While “maternal” is not generally a word used to describe several jail inmates crowding around a bucket of baby fish, gazing tenderly at the little creatures, it was the only word Celeste Henrickson could think of.
Henrickson, a program coordinator for the Initiative to Bring Science Programs to the Incarcerated (INSPIRE), is involved with conservation projects recently introduced to the state prison. This summer, INSPIRE constructed a pond where inmates are nurturing the least chub, a state sensitive species of fish.
Launched by Nalini Nadkarni, a professor of biology, INSPIRE came to Utah in March 2014 after Nadkarni began a sustainability project in Washington prison in 2005. When she came to the U, Nadkarni worked with the center for science and mathematics to bring science professors inside Utah corrective facilities.
The program has sponsored 17 lectures in the county jail and 11 lectures in the state prison, said Jeremy Morris, a biology graduate student and program coordinator.
Lectures are held monthly and have an average attendance of 50 people. Morris said they gather data from inmates before and after each session, and though it’s difficult to measure the exact impact, Morris said “results are encouraging.”
“We were at a prison lecture, and we had a guy who ran in at the end, and he was so sad because he had taken a nap and his buddy was supposed to wake him up,” Morris said. “He said this was the first one he had missed since we’ve been coming there.”
The new conservation pond at the Salt Lake County Jail has also changed the inmates, Henrickson said. Eight inmates go out each day to monitor the water quality and maintain the least chub population. They feed the fish, scare away birds, check the water temperature and remove algae.
“At this kind of facility, traditionally there is no nature involved,” Hendrickson said. “Having a focus on conservation and nature has changed everyone in subtle ways.”
Adam Beehler, a lecture demonstration specialist of physics, taught a lesson about how vocal cords work. Initially, he didn’t know what to expect, but in the end, Beehler had 40 interested individuals ready to learn. He said he was surprised to see how engaged the audience was.
“They were respectful, and they had a lot of good, appropriate questions. Better than a lot of my students in class ask,” Beehler said.
Beehler said he would not be surprised if some of the inmates choose to study the topic once they are released, something Henrickson, Morris and Nadkarni hope will be a result of the program.
“It’s one thing to serve time and regret what you did.
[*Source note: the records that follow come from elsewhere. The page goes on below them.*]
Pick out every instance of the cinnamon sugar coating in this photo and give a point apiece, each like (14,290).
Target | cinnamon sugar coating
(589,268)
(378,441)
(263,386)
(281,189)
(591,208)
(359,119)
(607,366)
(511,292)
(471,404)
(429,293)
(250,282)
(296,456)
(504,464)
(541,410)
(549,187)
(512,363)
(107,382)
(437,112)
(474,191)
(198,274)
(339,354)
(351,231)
It’s another to get out and start your life again,” Henrickson said.
The ultimate goal is to tackle a national problem of correcting criminal behavior and preparing inmates to enter the workforce upon release. Seventy-six percent of inmates, according to the National Institute of Justice, are re-arrested within five years, Henrickson said. Most of them leave with a label that is almost impossible to remove, and they are aware of that.
To counter these issues, the program hopes to develop a post-release program for inmates interested in STEM fields to receive field training.